Many relatives have watched the six-week inquest at the Royal Courts of Justice, with more following proceedings via videolinks set up in courts in other parts of the UK closer to their homes.

In a statement outside the Royal Courts of Justice after the inquests finished, Kylie Hutchison, of law firm Irwin Mitchell, which represents most of the victims' families, said: "It is now crucial that the whole travel industry learns from what happened in Sousse to reduce the risk of similar catastrophic incidents in the future.

"On behalf of our clients who lost members of their family and those who suffered injuries in this terrible incident, we will now be preparing to commence civil proceedings against TUI."

Ms Hutchison said: "During the past seven weeks, both the coroner and the families we represent heard shocking evidence about the level of security precautions at the Imperial Marhaba Hotel at the time of the terrorist attack.

"The level of terrorist threat in Tunisia had been escalating for some time prior to June 2015.

"This includes the failed suicide bomb attack at a beach in Sousse.

"Then, following the terrifying events at the Bardo Museum in March 2015, the Tunisian minister of tourism issued a letter requiring all hotels to improve security measures.

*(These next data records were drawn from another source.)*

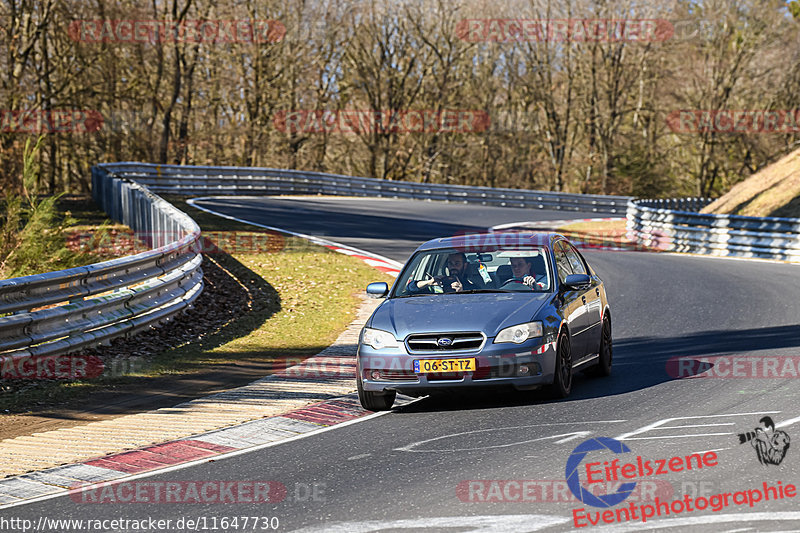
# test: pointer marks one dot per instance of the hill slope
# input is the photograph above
(773, 191)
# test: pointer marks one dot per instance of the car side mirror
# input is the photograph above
(575, 281)
(378, 289)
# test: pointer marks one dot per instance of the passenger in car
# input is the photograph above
(459, 279)
(522, 270)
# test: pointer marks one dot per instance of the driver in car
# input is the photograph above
(458, 280)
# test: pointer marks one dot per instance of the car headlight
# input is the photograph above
(520, 333)
(378, 339)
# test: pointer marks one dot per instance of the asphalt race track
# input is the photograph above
(433, 464)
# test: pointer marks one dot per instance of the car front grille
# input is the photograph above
(398, 375)
(445, 342)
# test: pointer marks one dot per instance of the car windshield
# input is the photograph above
(496, 269)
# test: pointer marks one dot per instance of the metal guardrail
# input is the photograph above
(62, 312)
(238, 180)
(675, 225)
(66, 311)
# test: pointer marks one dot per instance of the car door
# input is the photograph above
(573, 308)
(591, 300)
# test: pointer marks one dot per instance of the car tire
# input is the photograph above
(603, 366)
(375, 401)
(562, 377)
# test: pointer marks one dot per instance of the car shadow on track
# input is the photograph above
(639, 363)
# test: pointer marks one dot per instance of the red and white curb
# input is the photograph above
(213, 445)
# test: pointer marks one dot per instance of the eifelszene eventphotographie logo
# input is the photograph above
(575, 461)
(771, 444)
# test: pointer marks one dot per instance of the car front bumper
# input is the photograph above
(522, 366)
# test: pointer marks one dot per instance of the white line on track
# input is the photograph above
(706, 519)
(412, 447)
(318, 240)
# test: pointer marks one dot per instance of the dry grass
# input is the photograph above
(773, 191)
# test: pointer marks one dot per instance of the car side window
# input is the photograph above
(574, 260)
(562, 262)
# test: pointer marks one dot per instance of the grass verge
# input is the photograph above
(299, 298)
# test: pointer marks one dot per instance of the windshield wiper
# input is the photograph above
(483, 290)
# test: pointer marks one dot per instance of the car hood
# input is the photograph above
(441, 313)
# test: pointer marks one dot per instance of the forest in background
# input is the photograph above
(589, 116)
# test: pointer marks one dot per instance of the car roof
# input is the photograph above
(477, 240)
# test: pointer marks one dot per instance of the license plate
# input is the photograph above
(422, 366)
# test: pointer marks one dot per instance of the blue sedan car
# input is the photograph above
(498, 309)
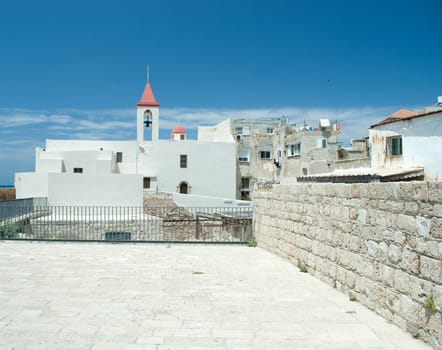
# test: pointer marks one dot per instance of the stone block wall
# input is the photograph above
(380, 243)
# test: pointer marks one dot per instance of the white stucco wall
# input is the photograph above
(31, 185)
(92, 156)
(421, 145)
(189, 200)
(211, 166)
(95, 190)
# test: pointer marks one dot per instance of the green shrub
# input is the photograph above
(9, 229)
(301, 266)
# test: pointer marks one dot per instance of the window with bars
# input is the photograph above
(245, 183)
(243, 155)
(265, 154)
(294, 150)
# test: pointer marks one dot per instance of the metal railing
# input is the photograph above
(15, 207)
(126, 224)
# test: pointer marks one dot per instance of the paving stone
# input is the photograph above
(120, 296)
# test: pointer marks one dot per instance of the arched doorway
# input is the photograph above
(184, 187)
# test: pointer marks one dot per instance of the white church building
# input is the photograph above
(108, 173)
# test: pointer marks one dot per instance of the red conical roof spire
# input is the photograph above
(148, 99)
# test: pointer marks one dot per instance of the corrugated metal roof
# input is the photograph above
(402, 115)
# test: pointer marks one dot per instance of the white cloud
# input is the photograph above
(121, 123)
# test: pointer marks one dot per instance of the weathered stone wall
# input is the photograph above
(380, 243)
(7, 193)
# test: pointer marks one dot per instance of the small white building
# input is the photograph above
(107, 173)
(409, 140)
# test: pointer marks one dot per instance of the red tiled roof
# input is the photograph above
(148, 99)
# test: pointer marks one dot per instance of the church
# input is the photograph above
(117, 173)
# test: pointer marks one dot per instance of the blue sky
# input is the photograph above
(75, 69)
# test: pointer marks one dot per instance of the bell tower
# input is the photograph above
(148, 112)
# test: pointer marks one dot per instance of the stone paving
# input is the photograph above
(147, 296)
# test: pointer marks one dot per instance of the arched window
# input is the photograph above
(184, 187)
(147, 118)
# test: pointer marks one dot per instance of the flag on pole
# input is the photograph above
(142, 149)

"Tragically these steps were not implemented at the Imperial Marhaba Hotel."

She said tour operator TUI had said it was "unaware" of the letter.

She added: "Our clients are very grateful to the coroner for his careful and sensitive handling of the inquest proceedings.

"They feel that he has been fair and thorough in his investigation and appreciate how he has tried to ensure throughout the families come first."

Nick Longman, the managing director of TUI UK, said the attack had "shocked and devastated all of us".

Speaking outside court he said: "We are so very sorry for the pain and loss those affected have suffered.

"On that day the world changed. As an industry we have adapted and we will need to continue to do so.

"This terrorist incident has left its mark on all of us and its impact will always be remembered."